Due diligence scheme – your views sought

The CIOT will respond to the consultation and our technical team requests your views (to indirecttax@ciot.org.uk). However, many of the 66 questions are aimed at affected businesses to find out more about the impact these measures may have. We recommend that members also provide the statistical information requested by HMRC because our response will concentrate on these areas:

  • How goods arrive in the UK and what knowledge exists of the source and destination of the goods.
  • The effectiveness of a narrow or wider definition of ‘fulfilment house’.
  • Exclusions for small businesses.
  • Proposed checks, record-keeping, burdens, benefits and sanctions.
  • Suggested alternatives.

Effectiveness of the due diligence scheme

HMRC has proposed a definition of a fulfilment house as:

‘… a business that provides services of storage, breaking bulk, unpacking, re-packing and making (or arranging) subsequent delivery to its clients’ customers of goods imported from outside the EU which have been cleared for customs purposes’.

There is a suggestion that this definition could be applied more widely to include businesses that fulfil their own orders to prevent the compliance rules being avoided.

The due diligence scheme aims to deter abuse in this sector by requiring key businesses in the supply chain to work only with legitimate and compliant suppliers. HMRC considers this a ‘necessary and proportionate response’ to the VAT at risk.

Respondents will no doubt wish to give particular attention to the likely effectiveness of the measures, which largely seek to use intermediaries to police the relevant transactions rather than HMRC holding to account those that are non-compliant.
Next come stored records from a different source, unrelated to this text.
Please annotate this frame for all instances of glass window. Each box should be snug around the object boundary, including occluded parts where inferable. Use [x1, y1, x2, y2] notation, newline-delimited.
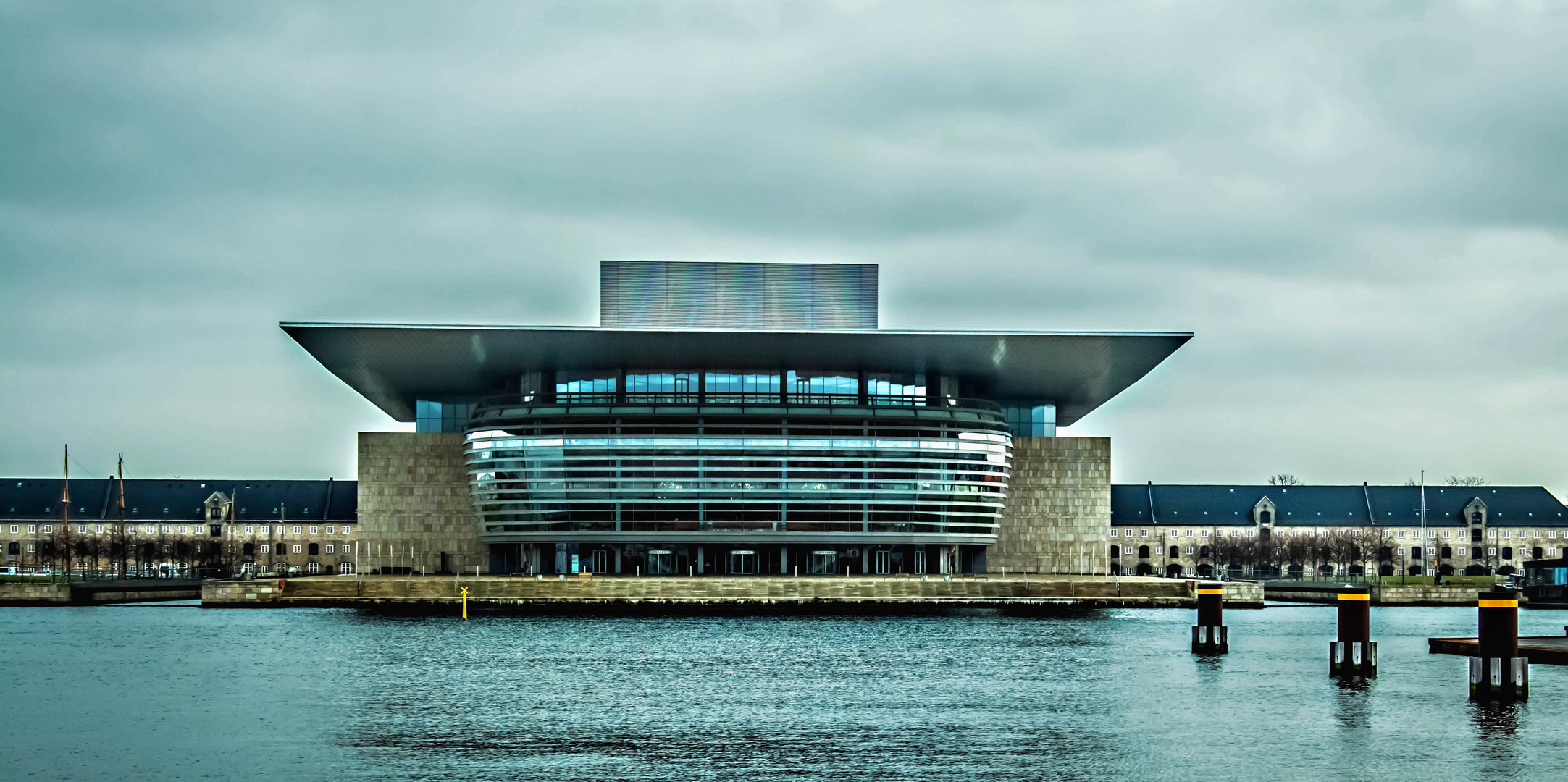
[787, 370, 861, 403]
[626, 370, 701, 403]
[865, 371, 925, 406]
[555, 371, 618, 401]
[414, 400, 474, 432]
[1002, 403, 1057, 437]
[703, 370, 779, 403]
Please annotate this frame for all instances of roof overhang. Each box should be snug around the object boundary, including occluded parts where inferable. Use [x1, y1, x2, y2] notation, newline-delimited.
[279, 323, 1191, 426]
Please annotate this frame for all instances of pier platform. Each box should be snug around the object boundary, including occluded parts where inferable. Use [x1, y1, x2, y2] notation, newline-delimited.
[202, 575, 1264, 613]
[1427, 635, 1568, 665]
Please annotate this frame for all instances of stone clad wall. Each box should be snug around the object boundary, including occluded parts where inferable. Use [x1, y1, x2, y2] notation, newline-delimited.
[986, 437, 1110, 575]
[358, 431, 489, 572]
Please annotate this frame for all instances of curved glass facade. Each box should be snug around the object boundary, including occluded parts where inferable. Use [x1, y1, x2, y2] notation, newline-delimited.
[466, 398, 1011, 573]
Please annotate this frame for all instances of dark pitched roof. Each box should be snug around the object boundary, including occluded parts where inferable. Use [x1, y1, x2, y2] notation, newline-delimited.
[0, 478, 359, 522]
[1110, 484, 1568, 526]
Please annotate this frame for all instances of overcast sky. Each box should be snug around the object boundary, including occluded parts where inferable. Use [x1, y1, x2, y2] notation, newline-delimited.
[0, 0, 1568, 494]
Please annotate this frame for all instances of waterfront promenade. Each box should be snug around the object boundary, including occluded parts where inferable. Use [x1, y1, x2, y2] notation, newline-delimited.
[202, 575, 1264, 613]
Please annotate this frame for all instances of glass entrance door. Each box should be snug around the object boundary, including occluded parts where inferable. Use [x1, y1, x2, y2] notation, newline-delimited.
[810, 552, 839, 575]
[729, 552, 758, 575]
[647, 552, 676, 575]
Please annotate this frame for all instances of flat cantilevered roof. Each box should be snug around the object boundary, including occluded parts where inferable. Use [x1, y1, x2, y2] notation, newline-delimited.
[279, 323, 1191, 426]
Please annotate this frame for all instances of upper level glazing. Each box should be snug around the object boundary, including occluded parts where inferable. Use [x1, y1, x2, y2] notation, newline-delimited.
[466, 398, 1011, 542]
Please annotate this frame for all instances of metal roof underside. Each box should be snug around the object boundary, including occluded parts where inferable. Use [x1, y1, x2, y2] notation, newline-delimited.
[279, 323, 1191, 426]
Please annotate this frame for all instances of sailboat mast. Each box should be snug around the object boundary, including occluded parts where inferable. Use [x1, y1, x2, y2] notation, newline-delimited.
[1420, 470, 1430, 575]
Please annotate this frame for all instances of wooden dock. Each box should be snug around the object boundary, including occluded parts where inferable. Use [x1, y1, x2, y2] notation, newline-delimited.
[1427, 635, 1568, 665]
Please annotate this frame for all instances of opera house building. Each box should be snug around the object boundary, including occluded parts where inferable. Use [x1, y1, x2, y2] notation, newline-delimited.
[282, 261, 1191, 575]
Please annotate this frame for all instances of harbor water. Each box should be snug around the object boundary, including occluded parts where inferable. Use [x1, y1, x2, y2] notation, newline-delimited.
[0, 605, 1568, 782]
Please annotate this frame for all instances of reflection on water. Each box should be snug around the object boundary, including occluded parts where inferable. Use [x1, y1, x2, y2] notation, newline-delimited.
[1470, 702, 1527, 779]
[0, 607, 1568, 781]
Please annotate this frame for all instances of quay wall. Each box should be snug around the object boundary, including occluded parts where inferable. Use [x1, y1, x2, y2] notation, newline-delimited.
[202, 575, 1262, 608]
[0, 580, 201, 605]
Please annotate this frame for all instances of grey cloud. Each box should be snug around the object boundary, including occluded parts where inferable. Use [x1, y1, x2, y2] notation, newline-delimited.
[0, 1, 1568, 483]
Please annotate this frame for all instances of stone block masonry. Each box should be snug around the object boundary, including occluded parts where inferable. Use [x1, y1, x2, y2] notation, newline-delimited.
[358, 431, 489, 572]
[986, 437, 1110, 573]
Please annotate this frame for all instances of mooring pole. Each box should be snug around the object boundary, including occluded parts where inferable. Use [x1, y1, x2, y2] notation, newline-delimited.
[1328, 584, 1377, 678]
[1470, 589, 1530, 700]
[1191, 583, 1231, 655]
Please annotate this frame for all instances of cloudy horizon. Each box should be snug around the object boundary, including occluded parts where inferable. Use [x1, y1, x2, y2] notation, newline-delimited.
[0, 1, 1568, 495]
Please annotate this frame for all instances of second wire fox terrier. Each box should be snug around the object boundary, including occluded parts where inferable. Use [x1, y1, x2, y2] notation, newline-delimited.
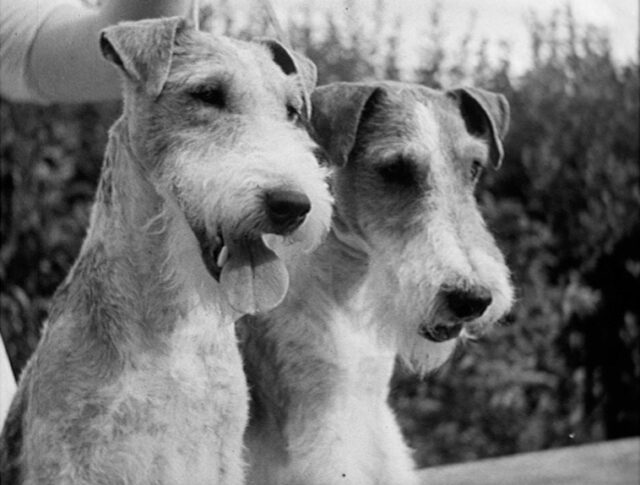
[0, 18, 331, 485]
[240, 83, 513, 485]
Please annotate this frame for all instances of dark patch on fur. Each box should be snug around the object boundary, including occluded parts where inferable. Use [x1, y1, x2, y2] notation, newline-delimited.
[0, 367, 29, 485]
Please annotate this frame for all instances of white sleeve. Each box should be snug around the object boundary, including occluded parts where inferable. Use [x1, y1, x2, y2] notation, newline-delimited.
[0, 337, 16, 429]
[0, 0, 90, 102]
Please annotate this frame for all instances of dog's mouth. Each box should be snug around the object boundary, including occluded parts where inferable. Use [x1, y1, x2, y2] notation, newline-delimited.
[196, 231, 289, 314]
[418, 322, 463, 343]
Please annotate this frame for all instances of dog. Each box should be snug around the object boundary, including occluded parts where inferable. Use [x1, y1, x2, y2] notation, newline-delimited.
[239, 82, 513, 485]
[0, 17, 332, 485]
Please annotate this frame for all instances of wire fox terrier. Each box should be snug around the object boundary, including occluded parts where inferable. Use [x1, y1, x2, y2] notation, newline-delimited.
[239, 83, 513, 485]
[0, 18, 331, 485]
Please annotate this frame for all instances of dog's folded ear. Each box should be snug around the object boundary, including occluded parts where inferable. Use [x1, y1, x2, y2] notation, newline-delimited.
[311, 83, 383, 166]
[257, 39, 318, 117]
[448, 87, 510, 169]
[100, 17, 187, 97]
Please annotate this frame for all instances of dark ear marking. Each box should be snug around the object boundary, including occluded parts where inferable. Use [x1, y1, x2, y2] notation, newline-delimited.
[100, 17, 187, 97]
[260, 39, 298, 76]
[257, 39, 318, 119]
[447, 87, 510, 169]
[311, 83, 383, 166]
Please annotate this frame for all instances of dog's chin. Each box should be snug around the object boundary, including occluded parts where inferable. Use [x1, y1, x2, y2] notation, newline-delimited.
[194, 226, 289, 315]
[418, 321, 464, 343]
[399, 334, 459, 377]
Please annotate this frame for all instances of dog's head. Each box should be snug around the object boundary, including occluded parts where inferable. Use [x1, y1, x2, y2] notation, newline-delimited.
[100, 18, 331, 313]
[312, 83, 513, 371]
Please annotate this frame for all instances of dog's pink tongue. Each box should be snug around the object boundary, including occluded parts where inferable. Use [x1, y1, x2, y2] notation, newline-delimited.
[220, 239, 289, 314]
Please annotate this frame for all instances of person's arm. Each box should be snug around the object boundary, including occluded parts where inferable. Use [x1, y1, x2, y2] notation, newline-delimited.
[27, 0, 192, 103]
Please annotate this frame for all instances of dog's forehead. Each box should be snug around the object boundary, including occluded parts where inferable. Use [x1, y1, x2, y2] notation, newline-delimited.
[362, 82, 478, 157]
[169, 31, 294, 88]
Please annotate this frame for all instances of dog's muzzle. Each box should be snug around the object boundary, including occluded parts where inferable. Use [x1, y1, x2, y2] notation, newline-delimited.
[265, 189, 311, 236]
[419, 286, 493, 342]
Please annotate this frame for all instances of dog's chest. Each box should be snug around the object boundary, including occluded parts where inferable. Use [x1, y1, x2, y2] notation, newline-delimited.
[105, 312, 247, 483]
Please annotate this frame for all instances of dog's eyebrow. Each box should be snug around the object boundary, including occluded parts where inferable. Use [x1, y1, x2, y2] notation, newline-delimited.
[458, 138, 489, 162]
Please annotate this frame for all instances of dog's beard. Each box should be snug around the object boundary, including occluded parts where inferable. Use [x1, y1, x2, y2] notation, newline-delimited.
[194, 229, 289, 315]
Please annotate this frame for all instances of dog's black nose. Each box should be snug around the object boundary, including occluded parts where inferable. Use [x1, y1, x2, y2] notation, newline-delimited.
[445, 286, 492, 320]
[265, 189, 311, 234]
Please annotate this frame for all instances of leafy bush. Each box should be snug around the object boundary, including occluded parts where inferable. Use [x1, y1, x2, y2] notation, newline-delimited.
[0, 2, 640, 465]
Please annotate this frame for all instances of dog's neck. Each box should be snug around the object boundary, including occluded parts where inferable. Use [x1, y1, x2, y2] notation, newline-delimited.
[63, 119, 223, 340]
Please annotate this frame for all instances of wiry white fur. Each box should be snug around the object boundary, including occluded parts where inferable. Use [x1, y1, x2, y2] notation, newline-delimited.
[0, 21, 331, 485]
[163, 119, 332, 255]
[243, 88, 513, 485]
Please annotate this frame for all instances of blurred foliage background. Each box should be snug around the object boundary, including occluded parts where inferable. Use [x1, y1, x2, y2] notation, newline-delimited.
[0, 0, 640, 466]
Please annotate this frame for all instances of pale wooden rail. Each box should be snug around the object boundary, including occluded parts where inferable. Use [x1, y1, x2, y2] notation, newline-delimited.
[420, 438, 640, 485]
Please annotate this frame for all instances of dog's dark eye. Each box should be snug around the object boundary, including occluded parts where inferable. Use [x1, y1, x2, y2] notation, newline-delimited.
[376, 158, 416, 187]
[287, 104, 302, 124]
[471, 160, 482, 182]
[189, 86, 227, 108]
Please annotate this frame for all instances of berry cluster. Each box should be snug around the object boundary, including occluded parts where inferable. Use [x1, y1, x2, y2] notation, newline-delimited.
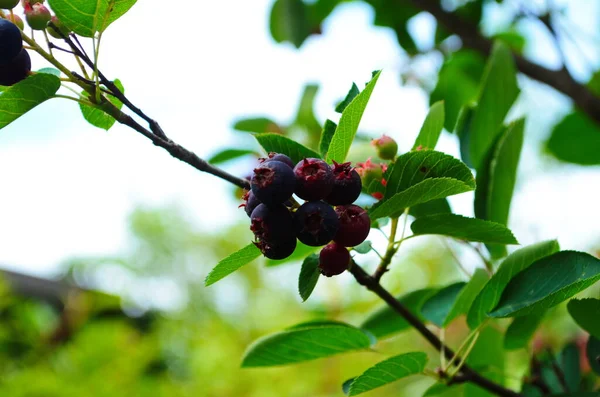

HMRC acknowledges this will increase administrative burdens and costs but wishes to minimise this as far as possible for legitimate businesses.

Conclusion

The consultation raises several issues. The scheme assumes that the fulfilment and transport parts of the supply chain are the best sources of information and requires those businesses to act as enforcers. However, another policy might be to consider taxing the sales of goods as the default option by directing the online marketplace to act as an undisclosed agent (using Article 28 PVD and s.47 VATA 1994). The effect would be a supply to and by the marketplace provider which would then account for VAT on the full sales price of the goods. Qualifying overseas businesses could opt out of this arrangement if they could prove they were compliant or not in business. The onus would then be on the overseas business to prove its compliance.

Since the government’s measures will not apply automatically (HMRC will serve a notice on the online marketplace), a question arises as to how HMRC will identify the businesses that will be required to comply with directions. The consultation also does not indicate how HMRC will prevent businesses simply closing down one identity and creating a new one.

Given the amounts involved, it is clear that measures are needed to prevent loss whether due to evasion or inadvertent non-compliance. The key question will be how to balance the effectiveness of such measures against the impact on legitimate business, particularly small and medium-sized businesses.